You can learn JavaScript/html/css if you want your app to be cross platform. You can check Cordova (Apache) for that. By doing that you won’t have native code so you will have access to less functionalities on each platform.
I have an iPhone and a Mac so I’ve decided to learn Swift.
Read also this https://artjoker.net/blog/objective-c-or-swift/

Seems like using initWithContentsOfURL and executeAndReturnError in a xcode project or any other tool wants to control Script Debugger or fail if not opened and runs the file with tell ‘source application’? Seen on Catalina. Any explanation for this behavior?

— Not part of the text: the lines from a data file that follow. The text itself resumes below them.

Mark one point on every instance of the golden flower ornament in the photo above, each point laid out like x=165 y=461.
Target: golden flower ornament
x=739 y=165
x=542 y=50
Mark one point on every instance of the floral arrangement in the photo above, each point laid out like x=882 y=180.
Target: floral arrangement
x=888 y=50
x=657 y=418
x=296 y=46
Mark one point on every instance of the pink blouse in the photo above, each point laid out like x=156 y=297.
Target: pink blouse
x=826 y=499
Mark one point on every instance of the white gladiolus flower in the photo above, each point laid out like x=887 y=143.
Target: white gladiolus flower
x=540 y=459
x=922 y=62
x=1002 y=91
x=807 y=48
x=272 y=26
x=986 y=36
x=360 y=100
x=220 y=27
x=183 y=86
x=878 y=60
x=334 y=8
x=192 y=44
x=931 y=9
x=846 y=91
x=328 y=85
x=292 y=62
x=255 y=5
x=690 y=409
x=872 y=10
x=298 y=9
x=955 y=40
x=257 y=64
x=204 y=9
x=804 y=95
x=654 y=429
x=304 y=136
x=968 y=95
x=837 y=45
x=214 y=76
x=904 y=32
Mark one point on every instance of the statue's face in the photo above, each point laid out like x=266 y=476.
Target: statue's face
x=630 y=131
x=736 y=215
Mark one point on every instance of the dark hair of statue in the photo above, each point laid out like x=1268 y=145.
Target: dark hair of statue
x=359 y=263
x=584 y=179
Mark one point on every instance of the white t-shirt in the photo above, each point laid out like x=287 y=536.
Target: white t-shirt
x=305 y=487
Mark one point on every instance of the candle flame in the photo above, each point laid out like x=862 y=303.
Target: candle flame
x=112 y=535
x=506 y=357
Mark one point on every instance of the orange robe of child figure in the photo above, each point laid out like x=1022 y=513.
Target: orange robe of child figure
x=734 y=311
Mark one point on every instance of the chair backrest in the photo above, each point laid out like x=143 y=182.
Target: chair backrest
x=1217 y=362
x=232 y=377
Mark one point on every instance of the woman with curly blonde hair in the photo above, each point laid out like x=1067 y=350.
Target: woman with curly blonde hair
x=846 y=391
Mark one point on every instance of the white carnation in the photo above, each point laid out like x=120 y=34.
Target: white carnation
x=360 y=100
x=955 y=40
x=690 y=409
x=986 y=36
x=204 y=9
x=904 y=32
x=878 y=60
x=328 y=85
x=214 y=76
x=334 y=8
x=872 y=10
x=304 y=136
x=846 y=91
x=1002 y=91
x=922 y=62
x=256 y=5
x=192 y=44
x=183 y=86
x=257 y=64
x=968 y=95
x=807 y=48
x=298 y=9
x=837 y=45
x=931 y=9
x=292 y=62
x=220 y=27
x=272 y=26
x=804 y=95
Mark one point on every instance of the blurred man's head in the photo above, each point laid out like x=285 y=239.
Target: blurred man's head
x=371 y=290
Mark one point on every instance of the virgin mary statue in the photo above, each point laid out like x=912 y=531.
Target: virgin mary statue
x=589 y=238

Short objectivec console test:

#import <Foundation/Foundation.h>

int main(int argc, const char * argv[]) {
    @autoreleasepool {
        // insert code here...
        NSLog(@"Hello, World!");
        NSURL* url = [NSURL fileURLWithPath:@"/Users/username/Documents/test1.scpt"];NSDictionary* errors = [NSDictionary dictionary];
        NSAppleScript* appleScript = [[NSAppleScript alloc] initWithContentsOfURL:url error:&errors];
        [appleScript executeAndReturnError:nil];
        
    }
    return 0;
}

applescript nothing more then 1 line set a to “abc”.

EDIT: only happens when the applescript file is saved with script debugger. When saved with Script Editor it does not interfere…

Did you save the script with debugging on?

AHA, good to know that the debugger info is saved in the scpt. With it disabled, no interruption anymore. Thanks.